Labels should be in the shape [batch, one_hot], e.g., [100, 6]
I have a model function which accepts Features, targets and mode but when I add tf.keras layers I'm currently getting Exception pred must be a Tensor, a Variable, or a Python bool.
But, When I run the same code with out using tf.keras but directly from keras(i.e. from keras.layers), It's working.
Code :
def model_fn(features, labels, mode):
if mode == tf.estimator.ModeKeys.TRAIN:
tf.keras.backend.set_learning_phase(1)
else:
tf.keras.backend.set_learning_phase(0)
input_feature = features['x']
table = lookup.index_table_from_file(vocabulary_file='vocab.txt', num_oov_buckets=1, default_value=-1)
text = tf.squeeze(input_feature, [1])
words = tf.string_split(text)
densewords = tf.sparse_tensor_to_dense(words, default_value=PADWORD)
numbers = table.lookup(densewords)
padding = tf.constant([[0, 0], [0, MAX_FEATURES]])
padded = tf.pad(numbers, padding)
sliced = tf.slice(padded, [0, 0], [-1, MAX_FEATURES])
print('words_sliced={}'.format(words))
#embeds = tf.keras.layers.Embedding(MAX_FEATURES, 50, input_length=MAX_FEATURES)(sliced)
embeds = tf.contrib.layers.embed_sequence(sliced, vocab_size=MAX_FEATURES, embed_dim=50)
print('words_embed={}'.format(embeds))
f1 = tf.keras.layers.Dropout(0.2)(embeds)
f1 = tf.keras.layers.Conv1D(filters, kernel_size, padding='valid', activation='relu', strides=1)(f1)
f1 = tf.keras.layers.GlobalAveragePooling1D()(f1)
# f1 = layers.BatchNormalization()(f1)
f1 = tf.keras.layers.Dense(hidden_dims)(f1)
f1 = tf.keras.layers.Dropout(0.5)(f1)
f1 = tf.keras.layers.Activation('relu')(f1)
logits = tf.keras.layers.Dense(11)(f1)
predictions_dict = {
'class': tf.argmax(logits, 1),
'prob': tf.nn.softmax(logits)
}
prediction_output = tf.estimator.export.PredictOutput({"classes": tf.argmax(input=logits, axis=1),
"probabilities": tf.nn.softmax(logits,
name="softmax_tensor")})
if mode == tf.estimator.ModeKeys.PREDICT:
return tf.estimator.EstimatorSpec(mode=mode, predictions=predictions_dict, export_outputs={
tf.saved_model.signature_constants.DEFAULT_SERVING_SIGNATURE_DEF_KEY: prediction_output
})
# one_hot_labels = tf.one_hot(indices=tf.cast(labels, tf.int32), depth=11)
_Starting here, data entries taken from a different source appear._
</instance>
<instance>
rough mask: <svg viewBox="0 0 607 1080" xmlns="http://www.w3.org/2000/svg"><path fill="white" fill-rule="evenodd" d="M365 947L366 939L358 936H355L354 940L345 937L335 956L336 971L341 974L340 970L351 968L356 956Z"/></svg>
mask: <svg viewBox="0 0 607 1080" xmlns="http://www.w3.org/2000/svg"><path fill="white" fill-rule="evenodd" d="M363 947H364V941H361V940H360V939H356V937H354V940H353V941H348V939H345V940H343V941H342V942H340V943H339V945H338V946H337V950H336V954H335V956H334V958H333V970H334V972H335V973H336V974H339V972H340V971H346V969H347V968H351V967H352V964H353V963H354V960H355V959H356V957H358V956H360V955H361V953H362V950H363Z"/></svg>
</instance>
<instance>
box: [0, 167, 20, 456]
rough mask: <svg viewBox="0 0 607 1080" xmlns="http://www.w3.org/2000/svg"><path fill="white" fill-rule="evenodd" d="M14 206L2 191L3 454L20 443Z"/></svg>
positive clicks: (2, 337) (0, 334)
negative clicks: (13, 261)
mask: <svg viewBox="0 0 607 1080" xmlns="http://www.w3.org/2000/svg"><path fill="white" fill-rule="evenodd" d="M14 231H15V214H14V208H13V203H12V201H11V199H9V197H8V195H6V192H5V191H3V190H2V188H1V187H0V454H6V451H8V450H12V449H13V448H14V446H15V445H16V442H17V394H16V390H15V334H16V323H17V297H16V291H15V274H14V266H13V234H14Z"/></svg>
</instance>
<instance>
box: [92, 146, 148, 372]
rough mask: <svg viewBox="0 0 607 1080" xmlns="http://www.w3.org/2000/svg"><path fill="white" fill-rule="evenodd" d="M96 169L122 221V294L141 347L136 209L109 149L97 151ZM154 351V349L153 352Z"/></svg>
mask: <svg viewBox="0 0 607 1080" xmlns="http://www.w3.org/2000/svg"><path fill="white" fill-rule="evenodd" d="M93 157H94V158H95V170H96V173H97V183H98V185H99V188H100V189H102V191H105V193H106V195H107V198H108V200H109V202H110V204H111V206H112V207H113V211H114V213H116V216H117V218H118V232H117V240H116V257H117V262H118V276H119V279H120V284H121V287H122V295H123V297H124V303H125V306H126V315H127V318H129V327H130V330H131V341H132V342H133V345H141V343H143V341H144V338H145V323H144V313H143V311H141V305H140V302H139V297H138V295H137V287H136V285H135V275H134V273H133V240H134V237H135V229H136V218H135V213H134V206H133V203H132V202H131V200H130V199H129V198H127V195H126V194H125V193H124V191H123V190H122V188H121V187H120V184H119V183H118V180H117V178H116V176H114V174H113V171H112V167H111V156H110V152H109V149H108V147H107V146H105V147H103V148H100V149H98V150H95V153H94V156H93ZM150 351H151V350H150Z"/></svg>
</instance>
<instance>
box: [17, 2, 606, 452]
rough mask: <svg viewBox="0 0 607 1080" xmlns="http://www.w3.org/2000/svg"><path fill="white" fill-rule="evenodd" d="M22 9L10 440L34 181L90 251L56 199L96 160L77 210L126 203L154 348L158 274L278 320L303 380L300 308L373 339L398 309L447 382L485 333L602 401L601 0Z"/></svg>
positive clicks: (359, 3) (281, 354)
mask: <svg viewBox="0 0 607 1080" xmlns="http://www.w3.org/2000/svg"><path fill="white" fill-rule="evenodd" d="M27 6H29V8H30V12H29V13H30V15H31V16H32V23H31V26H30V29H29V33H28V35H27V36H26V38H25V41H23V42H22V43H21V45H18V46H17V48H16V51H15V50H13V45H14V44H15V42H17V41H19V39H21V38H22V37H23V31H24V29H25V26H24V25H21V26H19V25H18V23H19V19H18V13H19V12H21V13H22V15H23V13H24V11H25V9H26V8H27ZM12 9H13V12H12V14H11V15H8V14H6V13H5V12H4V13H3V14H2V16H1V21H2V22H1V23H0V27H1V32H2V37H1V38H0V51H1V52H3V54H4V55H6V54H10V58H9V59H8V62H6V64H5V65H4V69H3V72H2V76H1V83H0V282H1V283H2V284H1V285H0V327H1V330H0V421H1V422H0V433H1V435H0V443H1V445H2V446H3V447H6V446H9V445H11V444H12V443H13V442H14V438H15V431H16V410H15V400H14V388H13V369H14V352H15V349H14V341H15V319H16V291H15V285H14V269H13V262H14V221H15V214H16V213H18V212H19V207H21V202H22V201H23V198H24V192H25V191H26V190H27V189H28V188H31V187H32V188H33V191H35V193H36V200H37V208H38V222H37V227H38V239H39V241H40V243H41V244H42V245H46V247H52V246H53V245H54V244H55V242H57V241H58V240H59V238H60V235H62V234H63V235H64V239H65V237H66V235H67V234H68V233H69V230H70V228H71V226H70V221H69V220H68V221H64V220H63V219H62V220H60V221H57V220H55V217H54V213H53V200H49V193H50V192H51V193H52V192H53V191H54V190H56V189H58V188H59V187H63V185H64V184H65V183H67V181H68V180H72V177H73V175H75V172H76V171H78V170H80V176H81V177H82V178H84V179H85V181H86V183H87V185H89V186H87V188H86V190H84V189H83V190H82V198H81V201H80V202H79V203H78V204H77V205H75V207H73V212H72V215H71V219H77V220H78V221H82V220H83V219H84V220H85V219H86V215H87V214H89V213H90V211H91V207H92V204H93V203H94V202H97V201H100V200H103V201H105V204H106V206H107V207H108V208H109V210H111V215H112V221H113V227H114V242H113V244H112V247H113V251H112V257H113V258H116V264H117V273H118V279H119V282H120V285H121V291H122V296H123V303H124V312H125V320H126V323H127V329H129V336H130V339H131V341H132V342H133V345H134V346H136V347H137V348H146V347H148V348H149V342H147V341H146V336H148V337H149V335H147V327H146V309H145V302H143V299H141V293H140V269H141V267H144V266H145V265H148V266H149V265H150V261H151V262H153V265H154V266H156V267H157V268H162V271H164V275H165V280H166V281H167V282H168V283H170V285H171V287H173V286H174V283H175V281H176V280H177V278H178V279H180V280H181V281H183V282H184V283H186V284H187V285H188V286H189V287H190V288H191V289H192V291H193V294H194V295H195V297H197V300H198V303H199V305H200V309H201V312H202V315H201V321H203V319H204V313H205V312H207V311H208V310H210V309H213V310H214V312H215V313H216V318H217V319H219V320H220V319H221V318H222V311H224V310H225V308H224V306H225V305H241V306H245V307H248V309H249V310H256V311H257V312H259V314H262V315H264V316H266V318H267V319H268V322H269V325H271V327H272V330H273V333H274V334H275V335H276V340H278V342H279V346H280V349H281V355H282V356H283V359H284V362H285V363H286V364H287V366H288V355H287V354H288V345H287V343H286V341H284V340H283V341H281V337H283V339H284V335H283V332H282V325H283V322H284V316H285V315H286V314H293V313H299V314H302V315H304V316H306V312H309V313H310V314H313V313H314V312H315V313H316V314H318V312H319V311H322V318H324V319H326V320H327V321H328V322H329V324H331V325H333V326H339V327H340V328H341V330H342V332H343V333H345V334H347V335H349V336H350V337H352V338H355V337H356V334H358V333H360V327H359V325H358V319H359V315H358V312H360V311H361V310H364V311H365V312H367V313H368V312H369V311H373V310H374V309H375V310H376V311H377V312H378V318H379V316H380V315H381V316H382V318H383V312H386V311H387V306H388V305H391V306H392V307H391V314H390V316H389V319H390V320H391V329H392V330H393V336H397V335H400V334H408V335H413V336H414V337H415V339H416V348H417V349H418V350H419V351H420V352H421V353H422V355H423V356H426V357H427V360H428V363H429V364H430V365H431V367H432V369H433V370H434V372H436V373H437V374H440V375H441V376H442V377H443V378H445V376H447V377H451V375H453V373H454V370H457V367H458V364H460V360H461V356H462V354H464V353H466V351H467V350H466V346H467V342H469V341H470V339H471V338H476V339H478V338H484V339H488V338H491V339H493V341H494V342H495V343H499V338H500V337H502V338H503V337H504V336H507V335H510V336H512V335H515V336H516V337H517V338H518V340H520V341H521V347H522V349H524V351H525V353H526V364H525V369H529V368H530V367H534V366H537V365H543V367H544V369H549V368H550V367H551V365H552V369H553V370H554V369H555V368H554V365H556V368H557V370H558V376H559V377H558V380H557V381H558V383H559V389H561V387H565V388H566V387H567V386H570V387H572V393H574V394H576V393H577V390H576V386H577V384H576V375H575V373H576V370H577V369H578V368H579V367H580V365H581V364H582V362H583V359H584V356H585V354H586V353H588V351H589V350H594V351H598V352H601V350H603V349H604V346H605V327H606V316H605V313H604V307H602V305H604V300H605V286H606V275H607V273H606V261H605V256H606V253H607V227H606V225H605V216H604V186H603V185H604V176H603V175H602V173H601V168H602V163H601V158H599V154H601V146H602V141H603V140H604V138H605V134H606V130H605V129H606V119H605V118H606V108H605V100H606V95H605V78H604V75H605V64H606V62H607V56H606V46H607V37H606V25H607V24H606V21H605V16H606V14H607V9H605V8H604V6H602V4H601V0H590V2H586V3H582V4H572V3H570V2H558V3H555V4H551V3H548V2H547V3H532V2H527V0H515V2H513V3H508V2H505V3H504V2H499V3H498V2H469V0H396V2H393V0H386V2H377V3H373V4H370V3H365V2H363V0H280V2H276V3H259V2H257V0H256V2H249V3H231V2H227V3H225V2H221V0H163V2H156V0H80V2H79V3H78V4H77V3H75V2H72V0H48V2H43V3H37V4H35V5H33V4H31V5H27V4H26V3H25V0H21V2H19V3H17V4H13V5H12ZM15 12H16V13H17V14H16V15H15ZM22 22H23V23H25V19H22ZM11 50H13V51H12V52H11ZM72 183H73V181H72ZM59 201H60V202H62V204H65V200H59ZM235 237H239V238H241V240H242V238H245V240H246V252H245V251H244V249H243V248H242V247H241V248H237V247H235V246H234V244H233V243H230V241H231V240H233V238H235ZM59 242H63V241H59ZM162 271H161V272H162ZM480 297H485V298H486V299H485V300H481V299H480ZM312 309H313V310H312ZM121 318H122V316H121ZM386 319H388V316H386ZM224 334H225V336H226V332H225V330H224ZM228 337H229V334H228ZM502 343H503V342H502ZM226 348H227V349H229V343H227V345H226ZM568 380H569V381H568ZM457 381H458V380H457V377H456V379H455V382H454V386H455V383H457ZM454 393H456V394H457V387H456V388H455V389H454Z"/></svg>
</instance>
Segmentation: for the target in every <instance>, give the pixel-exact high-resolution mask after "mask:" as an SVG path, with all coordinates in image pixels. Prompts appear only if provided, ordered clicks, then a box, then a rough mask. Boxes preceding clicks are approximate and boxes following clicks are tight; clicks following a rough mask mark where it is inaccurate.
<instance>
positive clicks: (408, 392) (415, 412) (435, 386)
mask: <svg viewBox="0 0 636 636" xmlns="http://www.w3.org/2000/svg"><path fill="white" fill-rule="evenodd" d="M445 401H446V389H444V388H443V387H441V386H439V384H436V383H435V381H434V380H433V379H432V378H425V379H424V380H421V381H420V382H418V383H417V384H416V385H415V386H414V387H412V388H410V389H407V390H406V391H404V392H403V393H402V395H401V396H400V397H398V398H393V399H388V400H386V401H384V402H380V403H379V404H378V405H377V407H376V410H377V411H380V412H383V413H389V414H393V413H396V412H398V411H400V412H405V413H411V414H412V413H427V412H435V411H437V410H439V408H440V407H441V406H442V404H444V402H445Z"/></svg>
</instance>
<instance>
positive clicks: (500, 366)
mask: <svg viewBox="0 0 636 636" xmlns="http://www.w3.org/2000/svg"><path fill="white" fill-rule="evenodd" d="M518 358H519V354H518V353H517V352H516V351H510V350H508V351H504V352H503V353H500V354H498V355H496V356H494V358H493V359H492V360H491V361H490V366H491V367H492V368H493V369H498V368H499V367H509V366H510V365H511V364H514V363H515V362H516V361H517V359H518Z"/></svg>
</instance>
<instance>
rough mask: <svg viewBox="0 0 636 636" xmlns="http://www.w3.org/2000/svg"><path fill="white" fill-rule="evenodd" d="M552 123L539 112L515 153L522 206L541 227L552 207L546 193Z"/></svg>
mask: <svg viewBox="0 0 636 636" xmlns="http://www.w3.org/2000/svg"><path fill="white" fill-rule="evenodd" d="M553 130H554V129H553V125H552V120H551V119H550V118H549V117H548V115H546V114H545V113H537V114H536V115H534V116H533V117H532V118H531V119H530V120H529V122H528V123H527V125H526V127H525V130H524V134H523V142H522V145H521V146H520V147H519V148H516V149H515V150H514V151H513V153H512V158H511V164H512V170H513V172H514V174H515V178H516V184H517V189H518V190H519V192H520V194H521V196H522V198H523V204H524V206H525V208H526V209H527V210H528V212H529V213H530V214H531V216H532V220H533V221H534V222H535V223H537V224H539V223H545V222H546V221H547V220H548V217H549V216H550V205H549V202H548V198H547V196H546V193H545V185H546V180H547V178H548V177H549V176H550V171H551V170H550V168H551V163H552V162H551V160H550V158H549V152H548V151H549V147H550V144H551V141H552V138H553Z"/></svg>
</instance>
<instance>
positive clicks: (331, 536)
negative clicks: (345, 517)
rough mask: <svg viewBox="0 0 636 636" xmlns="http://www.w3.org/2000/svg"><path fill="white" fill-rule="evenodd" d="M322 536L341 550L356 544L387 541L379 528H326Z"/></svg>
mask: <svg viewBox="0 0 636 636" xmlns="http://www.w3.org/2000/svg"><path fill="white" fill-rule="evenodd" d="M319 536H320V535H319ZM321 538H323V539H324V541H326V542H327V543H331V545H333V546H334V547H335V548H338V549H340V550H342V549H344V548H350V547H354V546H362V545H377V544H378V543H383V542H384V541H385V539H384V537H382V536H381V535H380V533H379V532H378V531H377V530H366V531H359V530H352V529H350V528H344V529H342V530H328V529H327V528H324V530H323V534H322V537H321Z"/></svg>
loss = tf.losses.sparse_softmax_cross_entropy(labels, logits=logits)
if mode == tf.contrib.learn.ModeKeys.TRAIN:
train_op = tf.contrib.layers.optimize_loss(loss, tf.contrib.framework.get_global_step(), optimizer='Adam',
learning_rate=0.001)
return tf.estimator.EstimatorSpec(mode=mode, loss=loss, train_op=train_op)
eval_metrics_ops = {
'accuracy': tf.metrics.accuracy(labels=labels, predictions=predictions_dict['class'])
}
return tf.estimator.EstimatorSpec(mode=mode, loss=loss, eval_metric_ops=eval_metrics_ops)
When I execute the above script I'm getting an exception
TypeError: pred must be a Tensor, a Variable, or a Python bool.
But also when I used keras(from keras) directly without tf.keras it's working. What is going wrong here ?
Code :
if mode == tf.estimator.ModeKeys.TRAIN:
tf.keras.backend.set_learning_phase(True)
else:
tf.keras.backend.set_learning_phase(False)
Setting learning_phase = True or False is solving the problem.